焦田シューマイ・おみおみ・木場健介『ザコ姫さまは生きのびたい!~処刑の危機は、姫プレイで乗り切ります~』:度胸と情報を武器に生き抜く物語、彩るのは細密かつ美麗な絵
ガンガンONLINEで漫画『ザコ姫さまは生きのびたい!~処刑の危機は、姫プレイで乗り切ります~』(原作:焦田シューマイ、作画:おみおみ、構成:木場健介)が連載されています。読み切りが多くの読者から高評価を得て、晴れて2023年から連載が始まりました。
廃ゲーマーだった主人公がゲーム内の登場人物(セスリアという名の皇女)に転生したところから物語が始まります。ゲームではやがて処刑されてしまうキャラクターですが、自らの運命をひっくり返すべく奮闘する姿を描きます。一難去ってまた一難。権力もない味方もいない能力も低いザコステお姫様は、度胸と情報を武器に次々訪れる危機を乗り越えます。

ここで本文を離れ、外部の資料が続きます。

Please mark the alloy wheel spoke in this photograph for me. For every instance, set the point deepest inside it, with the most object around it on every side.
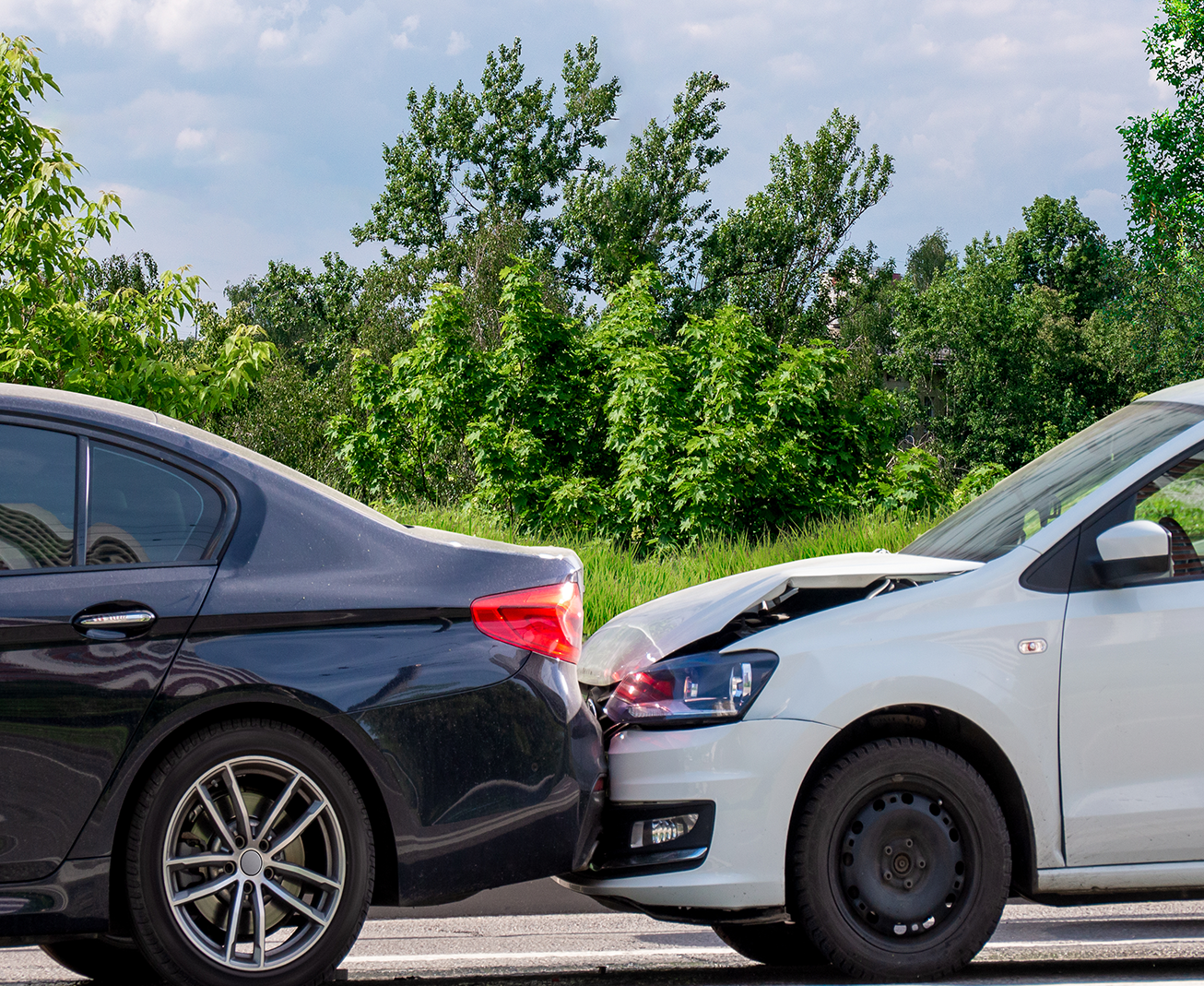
(305, 875)
(260, 947)
(299, 826)
(234, 918)
(240, 805)
(298, 904)
(215, 815)
(204, 890)
(280, 801)
(199, 860)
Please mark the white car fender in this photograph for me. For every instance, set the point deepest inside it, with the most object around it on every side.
(952, 644)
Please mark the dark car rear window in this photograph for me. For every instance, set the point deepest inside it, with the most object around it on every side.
(145, 511)
(36, 497)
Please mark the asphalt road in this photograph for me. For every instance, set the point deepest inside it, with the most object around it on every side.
(511, 938)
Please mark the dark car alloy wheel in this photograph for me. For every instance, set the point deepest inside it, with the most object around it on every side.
(251, 851)
(902, 861)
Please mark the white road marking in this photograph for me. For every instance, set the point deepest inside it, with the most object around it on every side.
(1090, 943)
(460, 956)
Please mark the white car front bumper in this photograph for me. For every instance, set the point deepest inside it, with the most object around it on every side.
(751, 771)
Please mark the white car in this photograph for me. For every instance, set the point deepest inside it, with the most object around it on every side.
(856, 758)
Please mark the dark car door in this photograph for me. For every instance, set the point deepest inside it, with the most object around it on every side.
(103, 563)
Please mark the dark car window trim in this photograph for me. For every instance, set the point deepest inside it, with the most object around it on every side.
(85, 434)
(1082, 578)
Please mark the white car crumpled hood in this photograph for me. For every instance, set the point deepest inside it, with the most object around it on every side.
(642, 636)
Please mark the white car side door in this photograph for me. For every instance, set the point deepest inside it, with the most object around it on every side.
(1132, 693)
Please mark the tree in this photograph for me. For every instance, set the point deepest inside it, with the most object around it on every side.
(1165, 149)
(928, 257)
(475, 177)
(625, 429)
(1062, 249)
(773, 256)
(137, 271)
(124, 344)
(646, 212)
(1011, 351)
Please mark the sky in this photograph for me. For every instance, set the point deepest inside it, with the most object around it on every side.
(240, 131)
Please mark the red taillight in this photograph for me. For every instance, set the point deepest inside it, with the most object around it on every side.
(547, 619)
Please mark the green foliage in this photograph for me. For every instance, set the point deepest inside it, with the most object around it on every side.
(773, 256)
(62, 323)
(1165, 149)
(1003, 354)
(659, 442)
(914, 481)
(47, 220)
(472, 181)
(1161, 318)
(618, 578)
(1062, 249)
(617, 220)
(928, 257)
(137, 271)
(976, 481)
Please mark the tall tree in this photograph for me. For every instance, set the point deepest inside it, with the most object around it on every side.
(648, 212)
(124, 344)
(1165, 149)
(473, 180)
(928, 257)
(773, 256)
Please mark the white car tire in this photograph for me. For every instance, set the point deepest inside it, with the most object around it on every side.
(902, 861)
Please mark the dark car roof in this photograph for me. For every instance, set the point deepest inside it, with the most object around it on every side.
(299, 543)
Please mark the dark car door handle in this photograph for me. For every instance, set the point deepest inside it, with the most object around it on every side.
(113, 626)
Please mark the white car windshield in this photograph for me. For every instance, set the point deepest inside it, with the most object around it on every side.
(1018, 507)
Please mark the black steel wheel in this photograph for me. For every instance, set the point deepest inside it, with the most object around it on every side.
(902, 861)
(251, 859)
(777, 944)
(103, 959)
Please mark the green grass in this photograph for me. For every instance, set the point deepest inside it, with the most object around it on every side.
(617, 580)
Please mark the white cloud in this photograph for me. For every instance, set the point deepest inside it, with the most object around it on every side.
(794, 66)
(193, 140)
(408, 27)
(272, 38)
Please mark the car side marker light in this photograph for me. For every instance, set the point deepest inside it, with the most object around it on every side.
(657, 831)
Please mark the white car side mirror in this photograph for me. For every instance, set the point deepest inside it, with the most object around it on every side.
(1133, 552)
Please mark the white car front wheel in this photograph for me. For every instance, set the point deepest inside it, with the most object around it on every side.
(902, 861)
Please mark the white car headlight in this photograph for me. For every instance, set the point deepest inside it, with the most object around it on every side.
(697, 689)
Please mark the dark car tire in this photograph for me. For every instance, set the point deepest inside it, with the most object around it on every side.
(917, 812)
(778, 944)
(325, 864)
(103, 961)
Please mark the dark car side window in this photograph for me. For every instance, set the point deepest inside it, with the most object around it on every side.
(38, 495)
(141, 511)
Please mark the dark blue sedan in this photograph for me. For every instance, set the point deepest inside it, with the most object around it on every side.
(237, 707)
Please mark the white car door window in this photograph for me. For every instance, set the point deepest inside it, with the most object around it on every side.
(1132, 705)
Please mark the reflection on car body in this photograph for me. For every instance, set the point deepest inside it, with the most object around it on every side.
(236, 706)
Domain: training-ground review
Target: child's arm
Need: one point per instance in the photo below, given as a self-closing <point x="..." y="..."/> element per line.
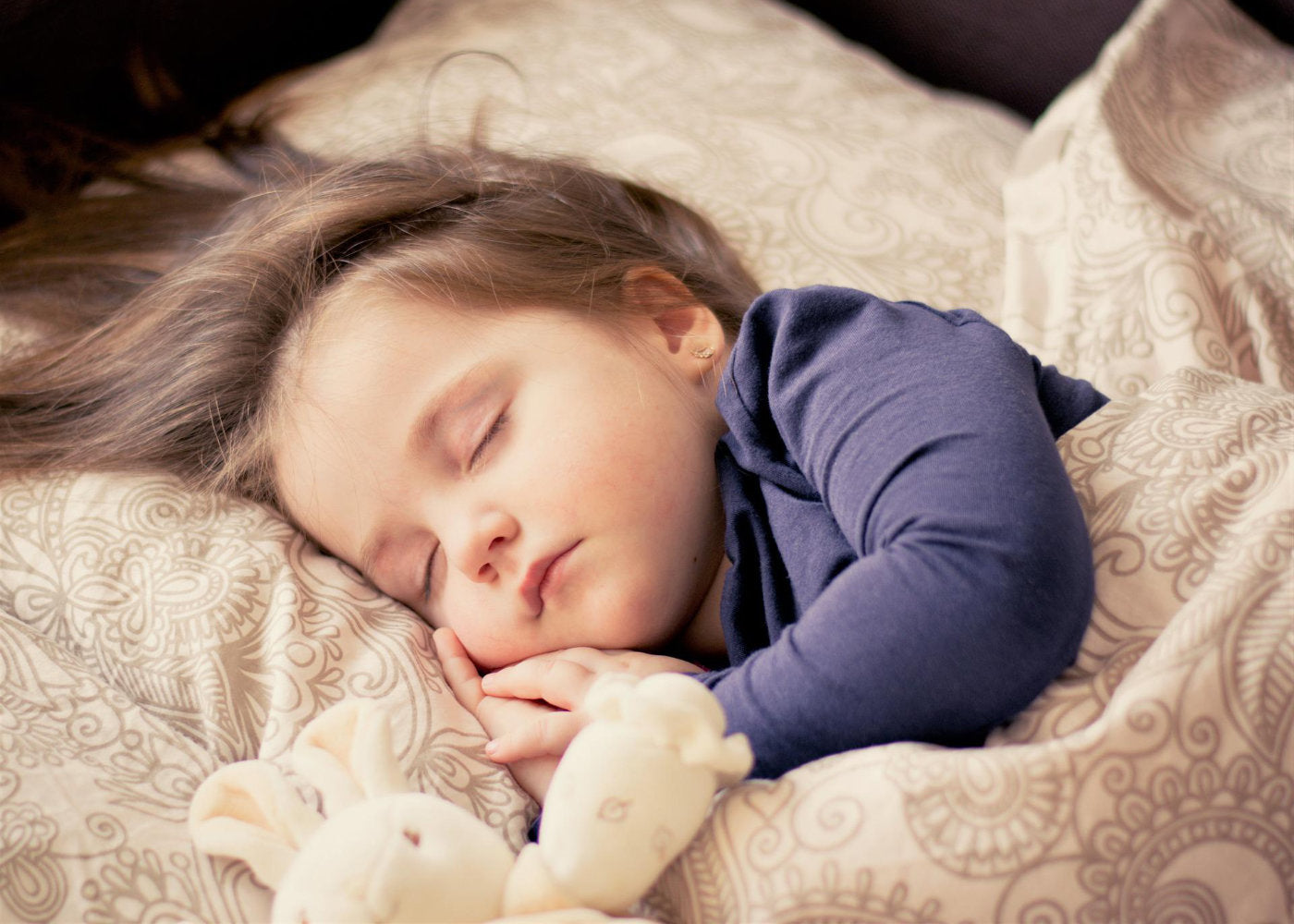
<point x="911" y="445"/>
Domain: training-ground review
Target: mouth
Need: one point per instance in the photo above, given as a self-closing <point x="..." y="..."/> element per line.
<point x="543" y="578"/>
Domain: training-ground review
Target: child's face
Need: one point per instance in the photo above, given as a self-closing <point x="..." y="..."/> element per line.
<point x="527" y="478"/>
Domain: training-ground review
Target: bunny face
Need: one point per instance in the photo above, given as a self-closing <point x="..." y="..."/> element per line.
<point x="408" y="857"/>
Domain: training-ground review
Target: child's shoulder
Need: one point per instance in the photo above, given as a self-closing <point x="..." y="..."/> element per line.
<point x="814" y="312"/>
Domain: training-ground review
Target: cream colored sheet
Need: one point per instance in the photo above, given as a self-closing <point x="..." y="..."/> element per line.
<point x="148" y="636"/>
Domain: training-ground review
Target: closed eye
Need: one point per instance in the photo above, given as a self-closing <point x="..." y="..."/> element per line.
<point x="495" y="427"/>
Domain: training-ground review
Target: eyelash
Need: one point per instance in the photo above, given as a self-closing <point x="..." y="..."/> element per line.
<point x="485" y="440"/>
<point x="471" y="465"/>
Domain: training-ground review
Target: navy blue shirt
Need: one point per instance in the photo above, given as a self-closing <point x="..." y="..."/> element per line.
<point x="909" y="558"/>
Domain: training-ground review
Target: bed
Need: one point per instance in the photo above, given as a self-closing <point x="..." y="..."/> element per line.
<point x="1141" y="233"/>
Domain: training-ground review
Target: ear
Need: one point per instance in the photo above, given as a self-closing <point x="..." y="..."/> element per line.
<point x="248" y="810"/>
<point x="346" y="753"/>
<point x="690" y="333"/>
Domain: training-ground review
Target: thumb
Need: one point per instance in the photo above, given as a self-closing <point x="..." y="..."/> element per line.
<point x="547" y="736"/>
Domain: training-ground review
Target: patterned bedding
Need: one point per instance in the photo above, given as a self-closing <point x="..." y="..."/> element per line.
<point x="1141" y="235"/>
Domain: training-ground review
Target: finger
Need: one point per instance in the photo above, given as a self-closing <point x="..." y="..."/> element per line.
<point x="459" y="672"/>
<point x="547" y="736"/>
<point x="556" y="681"/>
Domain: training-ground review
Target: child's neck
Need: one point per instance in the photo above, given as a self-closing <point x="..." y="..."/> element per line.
<point x="702" y="636"/>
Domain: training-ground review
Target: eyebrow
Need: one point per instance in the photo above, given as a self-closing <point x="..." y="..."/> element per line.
<point x="426" y="427"/>
<point x="458" y="393"/>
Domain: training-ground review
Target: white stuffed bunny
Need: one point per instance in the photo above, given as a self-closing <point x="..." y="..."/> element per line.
<point x="627" y="797"/>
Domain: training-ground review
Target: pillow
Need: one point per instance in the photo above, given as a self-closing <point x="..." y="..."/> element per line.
<point x="819" y="161"/>
<point x="149" y="636"/>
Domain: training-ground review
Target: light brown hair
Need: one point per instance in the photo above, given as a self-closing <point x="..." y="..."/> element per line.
<point x="180" y="375"/>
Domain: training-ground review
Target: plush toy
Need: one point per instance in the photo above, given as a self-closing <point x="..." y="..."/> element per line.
<point x="627" y="797"/>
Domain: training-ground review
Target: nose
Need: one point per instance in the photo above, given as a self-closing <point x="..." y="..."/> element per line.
<point x="484" y="545"/>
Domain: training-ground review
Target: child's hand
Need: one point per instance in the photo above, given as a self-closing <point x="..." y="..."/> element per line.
<point x="560" y="678"/>
<point x="502" y="716"/>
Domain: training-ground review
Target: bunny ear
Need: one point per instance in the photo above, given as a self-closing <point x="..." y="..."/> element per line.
<point x="346" y="753"/>
<point x="248" y="810"/>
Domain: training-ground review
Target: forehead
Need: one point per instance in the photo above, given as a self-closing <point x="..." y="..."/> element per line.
<point x="359" y="382"/>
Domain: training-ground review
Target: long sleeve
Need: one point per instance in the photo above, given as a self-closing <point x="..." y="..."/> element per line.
<point x="909" y="561"/>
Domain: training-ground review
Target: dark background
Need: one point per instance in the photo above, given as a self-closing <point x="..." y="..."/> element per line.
<point x="84" y="80"/>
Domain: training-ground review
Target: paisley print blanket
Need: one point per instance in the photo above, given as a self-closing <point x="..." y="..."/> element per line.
<point x="1141" y="233"/>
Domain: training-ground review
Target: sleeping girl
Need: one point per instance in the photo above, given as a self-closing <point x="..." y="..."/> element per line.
<point x="550" y="412"/>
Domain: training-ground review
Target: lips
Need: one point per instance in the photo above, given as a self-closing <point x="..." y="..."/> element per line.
<point x="543" y="578"/>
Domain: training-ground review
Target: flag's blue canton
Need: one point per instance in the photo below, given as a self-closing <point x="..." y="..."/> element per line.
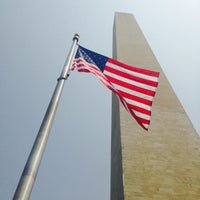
<point x="92" y="57"/>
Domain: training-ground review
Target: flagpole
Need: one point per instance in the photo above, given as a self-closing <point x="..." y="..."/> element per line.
<point x="29" y="174"/>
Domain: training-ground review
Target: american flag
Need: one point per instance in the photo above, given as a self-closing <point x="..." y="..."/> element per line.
<point x="134" y="87"/>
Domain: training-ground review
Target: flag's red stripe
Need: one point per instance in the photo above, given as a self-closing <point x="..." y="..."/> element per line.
<point x="131" y="77"/>
<point x="134" y="69"/>
<point x="135" y="98"/>
<point x="139" y="109"/>
<point x="131" y="87"/>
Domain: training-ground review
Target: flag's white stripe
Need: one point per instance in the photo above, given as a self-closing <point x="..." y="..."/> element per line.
<point x="95" y="70"/>
<point x="141" y="115"/>
<point x="137" y="74"/>
<point x="132" y="92"/>
<point x="138" y="104"/>
<point x="132" y="82"/>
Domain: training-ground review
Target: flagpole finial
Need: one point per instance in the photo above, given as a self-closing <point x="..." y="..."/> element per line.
<point x="76" y="37"/>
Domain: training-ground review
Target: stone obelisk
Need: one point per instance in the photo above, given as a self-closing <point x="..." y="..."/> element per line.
<point x="163" y="163"/>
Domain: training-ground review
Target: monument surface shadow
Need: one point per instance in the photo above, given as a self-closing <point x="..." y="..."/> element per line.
<point x="163" y="163"/>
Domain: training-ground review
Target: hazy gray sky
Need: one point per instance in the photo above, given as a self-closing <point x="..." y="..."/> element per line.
<point x="35" y="38"/>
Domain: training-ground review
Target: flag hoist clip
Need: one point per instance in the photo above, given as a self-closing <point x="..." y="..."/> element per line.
<point x="66" y="69"/>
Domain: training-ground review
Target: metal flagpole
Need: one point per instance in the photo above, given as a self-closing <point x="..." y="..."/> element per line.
<point x="29" y="174"/>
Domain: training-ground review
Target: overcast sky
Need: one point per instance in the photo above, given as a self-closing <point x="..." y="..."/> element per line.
<point x="35" y="37"/>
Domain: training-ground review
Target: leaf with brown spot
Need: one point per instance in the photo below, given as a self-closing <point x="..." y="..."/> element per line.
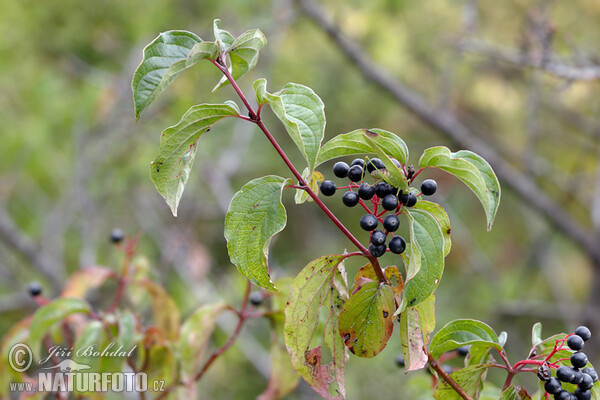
<point x="367" y="319"/>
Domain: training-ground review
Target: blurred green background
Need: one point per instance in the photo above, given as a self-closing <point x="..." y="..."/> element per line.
<point x="73" y="164"/>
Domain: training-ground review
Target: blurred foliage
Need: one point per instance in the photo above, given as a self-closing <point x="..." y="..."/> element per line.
<point x="73" y="164"/>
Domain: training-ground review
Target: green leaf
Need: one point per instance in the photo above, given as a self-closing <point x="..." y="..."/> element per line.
<point x="367" y="319"/>
<point x="194" y="337"/>
<point x="461" y="332"/>
<point x="53" y="312"/>
<point x="442" y="219"/>
<point x="473" y="170"/>
<point x="357" y="142"/>
<point x="536" y="334"/>
<point x="301" y="111"/>
<point x="514" y="392"/>
<point x="470" y="379"/>
<point x="164" y="59"/>
<point x="222" y="37"/>
<point x="178" y="146"/>
<point x="255" y="215"/>
<point x="314" y="289"/>
<point x="243" y="54"/>
<point x="426" y="264"/>
<point x="416" y="325"/>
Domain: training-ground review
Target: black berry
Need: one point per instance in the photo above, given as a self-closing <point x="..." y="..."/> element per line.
<point x="378" y="238"/>
<point x="463" y="350"/>
<point x="328" y="188"/>
<point x="575" y="342"/>
<point x="368" y="222"/>
<point x="116" y="235"/>
<point x="375" y="164"/>
<point x="579" y="359"/>
<point x="552" y="386"/>
<point x="366" y="191"/>
<point x="391" y="223"/>
<point x="400" y="360"/>
<point x="428" y="187"/>
<point x="582" y="394"/>
<point x="350" y="199"/>
<point x="340" y="169"/>
<point x="377" y="251"/>
<point x="355" y="173"/>
<point x="382" y="189"/>
<point x="397" y="245"/>
<point x="35" y="289"/>
<point x="408" y="199"/>
<point x="358" y="161"/>
<point x="565" y="374"/>
<point x="389" y="202"/>
<point x="591" y="372"/>
<point x="256" y="298"/>
<point x="586" y="383"/>
<point x="583" y="332"/>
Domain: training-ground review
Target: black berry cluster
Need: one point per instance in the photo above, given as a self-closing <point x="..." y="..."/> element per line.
<point x="580" y="375"/>
<point x="383" y="198"/>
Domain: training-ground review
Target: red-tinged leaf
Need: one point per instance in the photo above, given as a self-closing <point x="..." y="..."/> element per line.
<point x="85" y="279"/>
<point x="316" y="286"/>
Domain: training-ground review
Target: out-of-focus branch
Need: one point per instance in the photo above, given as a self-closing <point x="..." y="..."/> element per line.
<point x="560" y="69"/>
<point x="448" y="125"/>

テンポよく進むストーリーや随所に差し込まれる小ネタもさることながら、おみおみの絵が読者を圧倒します。セスリアたちの豊かな表情に加え、王城や貴族の衣装などの描写がとても細密で美麗です。最新話が更新されるたび、人物の眼やドレス、城内や庭園などの描き込み具合に驚いています。加えて2023年4月に刊行された第1巻では、デザイナーによってさらに美しく仕上げられたカバーや本扉のカラー絵を印刷物で見て感動しました。
おみおみさんの作品は以前から多少知っており、ポートフォリオをWebで目にして感銘を受けていました。なかでも僕が好きなのが、noteに投稿された「水晶の女の子」というタイトルの絵です。細部にまで意識が張り巡らされた繊細な描写、深く沈む濃密な青を中心とした色使いが、鑑賞者を絵の世界に誘い込みます。